07Dataset pinning — the inputs.

Upstream benchmark repos get re-versioned constantly: questions are added, judges get fixed, labels drift. We snapshot, serialize canonically (JSON-Lines, sorted keys, UTF-8 NFC, LF line endings), compute SHA-256 over the concatenation, and pin. Every run references that hash. Raw bytes live on IPFS.

Changing a single character in the canonical serialization changes the hash. Any downstream proof that references the old hash fails verification automatically.

08Methodology pinning — the code.

The runner is a pipx-installable Python package (benchlist-runner). Each run pins:

  • runnerRepo: URL of the source repo
  • runnerCommit: seven-character short SHA of the commit
  • runnerVersion: semver tag for human reference

The committed Merkle root includes a hash of the compiled runner binary too — so a compile-time substitution is caught.

09Decoding params.

Every benchmark declares canonical decoding: temperature, top-p, max tokens, stop sequences, presence/frequency penalties, system prompt. Runs that deviate carry a non-canonical flag and do not show on the default leaderboard.

10LLM judges.

Judge-required benchmarks (LongMemEval, FRAMES) pin the judge model by exact fingerprint and the judge prompt by hash. The same judge is used by every attestor for that benchmark version; if the upstream judge model rotates (e.g. OpenAI updates gpt-4o), we fork the benchmark to a new methodologyHash rather than silently accepting drift.

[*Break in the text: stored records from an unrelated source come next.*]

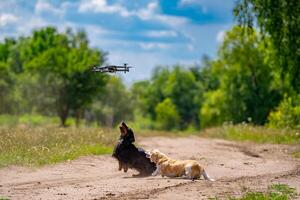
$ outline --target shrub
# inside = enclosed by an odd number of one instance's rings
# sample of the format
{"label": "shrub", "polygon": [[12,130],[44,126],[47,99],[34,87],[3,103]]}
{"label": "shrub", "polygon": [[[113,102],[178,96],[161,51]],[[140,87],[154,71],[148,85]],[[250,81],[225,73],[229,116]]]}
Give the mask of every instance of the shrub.
{"label": "shrub", "polygon": [[273,128],[300,129],[300,96],[286,97],[268,117]]}
{"label": "shrub", "polygon": [[159,129],[172,130],[179,126],[180,117],[175,104],[170,98],[157,104],[155,107],[156,121]]}

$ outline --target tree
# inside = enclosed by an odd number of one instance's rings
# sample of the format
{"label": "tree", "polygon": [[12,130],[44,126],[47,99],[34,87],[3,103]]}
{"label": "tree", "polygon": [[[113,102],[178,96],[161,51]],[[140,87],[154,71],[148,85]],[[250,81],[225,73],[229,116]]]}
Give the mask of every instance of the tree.
{"label": "tree", "polygon": [[199,110],[200,127],[212,127],[228,120],[225,109],[226,94],[217,89],[204,93],[204,102]]}
{"label": "tree", "polygon": [[29,40],[23,53],[26,70],[39,74],[45,97],[53,98],[50,103],[55,104],[61,124],[65,126],[70,111],[79,123],[83,109],[104,87],[104,76],[92,74],[90,66],[101,64],[105,54],[89,48],[83,32],[62,34],[47,27],[35,31]]}
{"label": "tree", "polygon": [[13,71],[8,64],[11,50],[16,41],[14,39],[4,39],[0,43],[0,113],[13,113],[14,108],[14,89],[16,81]]}
{"label": "tree", "polygon": [[[274,87],[276,72],[266,59],[270,46],[266,46],[267,41],[254,30],[246,37],[242,31],[237,26],[227,32],[219,49],[219,61],[212,67],[223,66],[220,86],[216,92],[205,95],[200,111],[200,116],[205,118],[202,126],[219,124],[222,120],[264,124],[280,100],[279,91]],[[214,106],[213,110],[208,106]]]}
{"label": "tree", "polygon": [[252,30],[253,24],[257,24],[263,35],[271,37],[276,52],[274,59],[277,61],[285,90],[299,94],[300,1],[239,0],[234,14],[241,25],[250,27],[248,30]]}
{"label": "tree", "polygon": [[145,88],[145,105],[146,112],[149,113],[152,120],[155,120],[155,107],[165,99],[164,88],[170,71],[168,68],[156,67],[150,80],[150,84]]}
{"label": "tree", "polygon": [[255,124],[264,124],[280,100],[279,91],[273,88],[276,71],[266,59],[271,46],[266,46],[267,38],[255,30],[246,37],[242,31],[234,27],[226,34],[220,49],[220,58],[227,68],[227,76],[222,80],[227,110],[235,123],[251,119]]}
{"label": "tree", "polygon": [[139,112],[143,117],[148,115],[147,109],[147,92],[150,87],[150,81],[137,81],[130,88],[131,101],[136,112]]}
{"label": "tree", "polygon": [[180,128],[188,125],[197,125],[199,105],[196,97],[199,88],[195,76],[190,70],[184,70],[180,66],[174,67],[163,89],[164,96],[170,98],[175,104],[180,115]]}
{"label": "tree", "polygon": [[8,65],[0,61],[0,113],[13,111],[13,105],[10,102],[12,101],[14,85],[15,82]]}
{"label": "tree", "polygon": [[285,97],[268,117],[268,125],[273,128],[300,130],[300,96]]}
{"label": "tree", "polygon": [[175,104],[170,98],[166,98],[156,105],[156,124],[159,129],[174,130],[180,127],[180,116]]}

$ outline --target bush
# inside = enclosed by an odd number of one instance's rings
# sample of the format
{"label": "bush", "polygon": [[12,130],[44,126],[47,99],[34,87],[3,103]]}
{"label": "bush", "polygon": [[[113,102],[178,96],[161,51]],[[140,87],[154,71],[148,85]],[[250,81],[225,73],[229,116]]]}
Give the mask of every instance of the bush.
{"label": "bush", "polygon": [[175,104],[170,98],[166,98],[164,101],[157,104],[155,113],[159,129],[172,130],[179,127],[180,117]]}
{"label": "bush", "polygon": [[300,96],[284,98],[269,114],[268,121],[273,128],[300,129]]}
{"label": "bush", "polygon": [[205,100],[199,111],[200,127],[212,127],[225,121],[224,99],[222,90],[209,91],[204,94]]}

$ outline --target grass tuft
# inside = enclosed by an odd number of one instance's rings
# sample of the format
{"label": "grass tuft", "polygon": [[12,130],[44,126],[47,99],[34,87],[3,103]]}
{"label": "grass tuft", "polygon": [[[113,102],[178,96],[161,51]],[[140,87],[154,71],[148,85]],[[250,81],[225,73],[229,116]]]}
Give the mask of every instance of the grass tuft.
{"label": "grass tuft", "polygon": [[[286,184],[273,184],[268,187],[267,192],[247,192],[242,197],[229,197],[228,200],[288,200],[298,197],[295,188]],[[217,197],[210,198],[217,200]]]}
{"label": "grass tuft", "polygon": [[295,158],[300,158],[300,151],[293,152],[292,155],[293,155]]}

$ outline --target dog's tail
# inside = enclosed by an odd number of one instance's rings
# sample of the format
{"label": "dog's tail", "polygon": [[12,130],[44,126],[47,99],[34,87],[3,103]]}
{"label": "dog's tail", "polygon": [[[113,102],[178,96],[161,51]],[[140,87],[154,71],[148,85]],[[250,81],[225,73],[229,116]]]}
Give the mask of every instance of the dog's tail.
{"label": "dog's tail", "polygon": [[203,169],[203,177],[205,180],[215,181],[215,179],[212,179],[209,177],[209,175],[206,173],[206,171],[204,169]]}

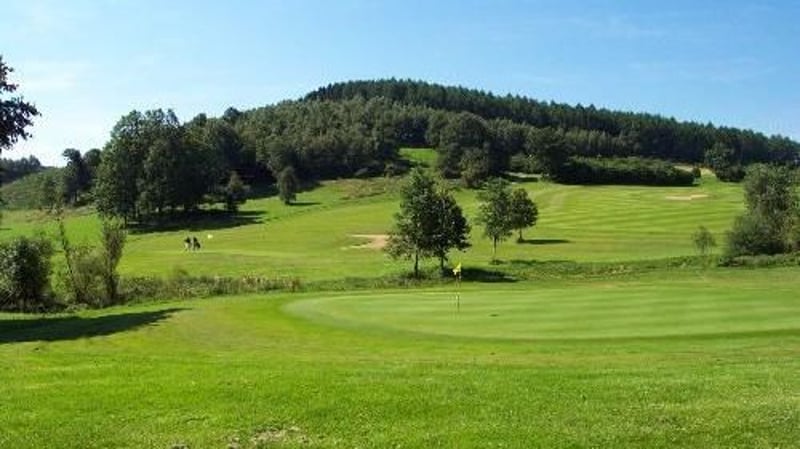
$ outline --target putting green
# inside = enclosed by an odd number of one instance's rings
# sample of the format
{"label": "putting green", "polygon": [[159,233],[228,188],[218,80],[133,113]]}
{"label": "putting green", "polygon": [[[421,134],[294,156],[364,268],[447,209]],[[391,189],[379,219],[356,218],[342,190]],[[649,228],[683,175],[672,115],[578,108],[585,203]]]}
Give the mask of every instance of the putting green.
{"label": "putting green", "polygon": [[[290,313],[348,328],[474,338],[581,340],[800,332],[800,281],[736,273],[713,279],[583,282],[329,296]],[[796,273],[796,271],[795,271]]]}

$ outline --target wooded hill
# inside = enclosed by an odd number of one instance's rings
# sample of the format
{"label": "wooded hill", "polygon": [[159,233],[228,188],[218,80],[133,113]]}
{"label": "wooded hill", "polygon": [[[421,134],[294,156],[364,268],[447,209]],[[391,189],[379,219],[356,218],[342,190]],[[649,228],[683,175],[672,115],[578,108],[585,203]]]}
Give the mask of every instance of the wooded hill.
{"label": "wooded hill", "polygon": [[241,180],[269,184],[287,170],[301,181],[399,174],[401,147],[435,148],[439,172],[469,187],[509,170],[578,184],[691,185],[699,170],[675,163],[738,180],[751,163],[800,160],[797,142],[750,130],[416,81],[353,81],[220,118],[132,111],[102,152],[92,151],[99,162],[65,151],[64,180],[44,196],[94,201],[101,213],[133,220],[220,201],[235,209]]}
{"label": "wooded hill", "polygon": [[[309,93],[304,100],[341,101],[358,97],[386,98],[403,105],[440,111],[470,112],[486,120],[510,120],[536,128],[583,131],[584,138],[572,139],[581,144],[572,150],[587,156],[643,156],[701,163],[705,151],[715,143],[733,149],[743,164],[796,161],[800,153],[797,142],[781,136],[767,137],[751,130],[679,122],[655,114],[611,111],[593,105],[571,106],[517,95],[497,96],[481,90],[422,81],[336,83]],[[595,142],[607,138],[616,140],[616,145]]]}

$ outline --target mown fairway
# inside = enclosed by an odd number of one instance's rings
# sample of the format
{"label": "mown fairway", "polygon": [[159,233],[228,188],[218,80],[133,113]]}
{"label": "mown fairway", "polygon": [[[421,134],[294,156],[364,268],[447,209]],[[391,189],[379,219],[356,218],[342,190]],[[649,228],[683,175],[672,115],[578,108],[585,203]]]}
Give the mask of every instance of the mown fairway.
{"label": "mown fairway", "polygon": [[[357,248],[368,240],[354,237],[391,230],[400,182],[326,182],[301,193],[299,205],[285,206],[274,197],[252,200],[234,221],[204,219],[191,227],[134,233],[120,269],[127,275],[168,276],[184,270],[190,275],[295,276],[303,281],[408,271],[407,262],[392,261],[376,249]],[[520,185],[538,204],[540,219],[524,232],[525,243],[517,244],[514,236],[500,245],[498,258],[504,261],[630,261],[693,255],[690,236],[697,226],[706,226],[721,242],[742,209],[740,187],[709,175],[691,188]],[[456,197],[473,222],[473,247],[454,253],[453,259],[486,268],[491,244],[474,223],[475,192],[462,190]],[[91,213],[71,217],[67,225],[76,241],[96,241],[98,224]],[[51,218],[35,212],[9,211],[2,226],[0,239],[37,228],[55,229]],[[186,253],[182,241],[187,235],[198,236],[203,250]]]}
{"label": "mown fairway", "polygon": [[0,318],[0,447],[797,447],[794,269]]}

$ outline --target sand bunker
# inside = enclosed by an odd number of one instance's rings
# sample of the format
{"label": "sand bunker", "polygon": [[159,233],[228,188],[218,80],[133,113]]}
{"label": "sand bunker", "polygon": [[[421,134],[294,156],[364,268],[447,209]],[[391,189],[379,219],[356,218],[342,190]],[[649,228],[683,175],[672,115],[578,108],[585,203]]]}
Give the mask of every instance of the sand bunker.
{"label": "sand bunker", "polygon": [[369,240],[367,243],[352,245],[350,248],[383,249],[389,242],[389,236],[386,234],[351,234],[350,237]]}
{"label": "sand bunker", "polygon": [[686,196],[668,196],[666,198],[672,201],[692,201],[692,200],[700,200],[703,198],[708,198],[708,195],[706,195],[705,193],[698,193],[695,195],[686,195]]}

11Training-set contamination.

Benchmarks leak into training sets over time. We flag runs as contaminated where public evidence (model release notes, third-party analysis) suggests this. HumanEval and MBPP are flagged above GPT-4-class models. Contaminated scores are shown as lower bounds, not rank-order signals.

12Eval gaming resistance.

Benchmark gaming includes: cherry-picking runs, tuning to the test set, prompt engineering against a specific leaderboard. Our defenses:

  • Runs are published in order of attestation, not score. No post-hoc selection.
  • Each run commits to the full transcript, not just the score. Cherry-picking shows up as truncated transcripts.
  • Disputes can cite specific problems. If a run’s score comes disproportionately from contaminated items, the dispute stands.

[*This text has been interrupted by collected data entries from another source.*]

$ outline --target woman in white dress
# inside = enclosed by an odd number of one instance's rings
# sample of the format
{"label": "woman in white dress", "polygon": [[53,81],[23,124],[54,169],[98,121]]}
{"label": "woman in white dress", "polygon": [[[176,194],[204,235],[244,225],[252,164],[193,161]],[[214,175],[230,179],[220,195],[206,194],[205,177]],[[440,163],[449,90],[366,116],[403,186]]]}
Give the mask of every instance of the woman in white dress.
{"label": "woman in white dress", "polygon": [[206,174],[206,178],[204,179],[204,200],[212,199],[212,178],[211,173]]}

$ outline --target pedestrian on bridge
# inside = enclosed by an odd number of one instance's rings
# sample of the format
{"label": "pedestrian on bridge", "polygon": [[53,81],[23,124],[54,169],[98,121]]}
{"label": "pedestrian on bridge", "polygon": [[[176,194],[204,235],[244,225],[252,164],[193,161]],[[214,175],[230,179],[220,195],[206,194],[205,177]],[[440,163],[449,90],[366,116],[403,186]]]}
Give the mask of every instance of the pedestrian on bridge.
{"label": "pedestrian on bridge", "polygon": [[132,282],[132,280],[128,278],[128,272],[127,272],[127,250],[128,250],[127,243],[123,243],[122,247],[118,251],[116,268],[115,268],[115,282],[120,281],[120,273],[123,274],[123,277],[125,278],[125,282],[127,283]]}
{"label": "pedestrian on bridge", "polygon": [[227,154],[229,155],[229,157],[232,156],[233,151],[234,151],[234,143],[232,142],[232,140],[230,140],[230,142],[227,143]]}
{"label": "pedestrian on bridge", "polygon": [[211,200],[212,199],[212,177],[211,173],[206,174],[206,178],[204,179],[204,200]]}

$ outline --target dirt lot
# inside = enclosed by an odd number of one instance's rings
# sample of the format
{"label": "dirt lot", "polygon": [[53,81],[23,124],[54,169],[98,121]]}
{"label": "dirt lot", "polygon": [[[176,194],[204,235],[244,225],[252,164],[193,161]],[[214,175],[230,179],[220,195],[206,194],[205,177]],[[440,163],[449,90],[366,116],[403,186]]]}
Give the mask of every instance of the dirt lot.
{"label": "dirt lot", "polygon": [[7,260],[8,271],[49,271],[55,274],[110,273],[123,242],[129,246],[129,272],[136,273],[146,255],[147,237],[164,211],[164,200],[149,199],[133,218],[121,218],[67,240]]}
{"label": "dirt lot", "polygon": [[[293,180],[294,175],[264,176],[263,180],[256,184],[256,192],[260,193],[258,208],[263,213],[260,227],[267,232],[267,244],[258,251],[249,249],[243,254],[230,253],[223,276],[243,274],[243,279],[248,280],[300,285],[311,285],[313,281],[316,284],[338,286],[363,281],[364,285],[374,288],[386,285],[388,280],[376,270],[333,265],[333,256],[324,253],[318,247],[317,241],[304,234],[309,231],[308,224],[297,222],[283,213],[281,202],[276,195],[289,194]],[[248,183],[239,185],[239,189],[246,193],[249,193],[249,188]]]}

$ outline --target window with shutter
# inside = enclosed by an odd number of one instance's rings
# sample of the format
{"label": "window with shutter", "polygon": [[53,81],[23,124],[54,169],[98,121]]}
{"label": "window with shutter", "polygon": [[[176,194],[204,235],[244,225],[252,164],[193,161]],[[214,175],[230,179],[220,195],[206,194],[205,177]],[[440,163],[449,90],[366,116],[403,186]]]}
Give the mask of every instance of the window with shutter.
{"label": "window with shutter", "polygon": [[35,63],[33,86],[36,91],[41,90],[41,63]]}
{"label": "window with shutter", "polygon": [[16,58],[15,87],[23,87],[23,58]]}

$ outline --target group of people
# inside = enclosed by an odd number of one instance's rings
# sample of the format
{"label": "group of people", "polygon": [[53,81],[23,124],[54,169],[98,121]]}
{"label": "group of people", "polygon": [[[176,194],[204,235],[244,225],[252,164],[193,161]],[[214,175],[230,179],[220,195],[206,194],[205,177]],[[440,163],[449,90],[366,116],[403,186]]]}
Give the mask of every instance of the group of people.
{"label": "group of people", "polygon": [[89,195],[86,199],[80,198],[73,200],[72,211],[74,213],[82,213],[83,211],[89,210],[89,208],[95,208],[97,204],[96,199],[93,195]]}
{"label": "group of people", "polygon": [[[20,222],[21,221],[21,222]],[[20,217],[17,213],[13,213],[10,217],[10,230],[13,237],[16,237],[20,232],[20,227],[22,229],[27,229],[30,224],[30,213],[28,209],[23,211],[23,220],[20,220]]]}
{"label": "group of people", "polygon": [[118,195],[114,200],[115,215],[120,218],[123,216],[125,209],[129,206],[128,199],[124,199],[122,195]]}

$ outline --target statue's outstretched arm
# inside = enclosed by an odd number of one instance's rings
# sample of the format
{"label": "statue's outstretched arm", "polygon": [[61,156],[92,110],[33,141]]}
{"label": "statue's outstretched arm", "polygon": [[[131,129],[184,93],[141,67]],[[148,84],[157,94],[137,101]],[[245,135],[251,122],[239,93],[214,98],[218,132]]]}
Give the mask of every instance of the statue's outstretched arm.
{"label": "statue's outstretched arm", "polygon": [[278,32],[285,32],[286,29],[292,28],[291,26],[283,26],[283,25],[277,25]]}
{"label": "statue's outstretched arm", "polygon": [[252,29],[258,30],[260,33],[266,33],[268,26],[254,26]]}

13Attestor sybil resistance.

Attestors post 1-5 ETH stake in StakeVault. At ETH ≈ $3,600 that’s a $3,600-$18,000 sybil barrier per attestor identity. Quorum mode requires 3-of-5 independent attestors, raising the bar to collusion across multiple staked identities. For compliance-grade work (regulatory, insurance), Benchlist Enterprise operates a vetted pool of KYC’d attestors with additional legal recourse.

14Replay command.

Every run exposes a single command that reproduces it:

benchlist run longmemeval \
  --service rem-labs \
  --model claude-opus-4-7 \
  --runs 3 \
  --dataset-hash sha256:a1b3… \
  --methodology-hash sha256:c3d5…

If your score diverges from the attested one by > 2σ, file a dispute. Your 0.1 ETH bond is refunded when the dispute is upheld.

15Dispute & slash.

Dispute resolution is on-chain via DisputeManager. The resolution function runs a re-scoring inside SP1 using the disputant’s fresh transcripts. If the re-score diverges, the original attestor’s stake is slashed proportionally to the deviation. The bond system is identical to Optimism’s fault-proof model — adversarial replay as the ultimate cheap gatekeeper.

Per-benchmark specifics

Every benchmark page carries its exact datasetHash, methodologyHash, runner repo, canonical decoding, judge config, and contamination flag. Every run page also shows the client-side recomputation of the commitment — in your browser, using SubtleCrypto, so you don’t have to trust us to display the numbers.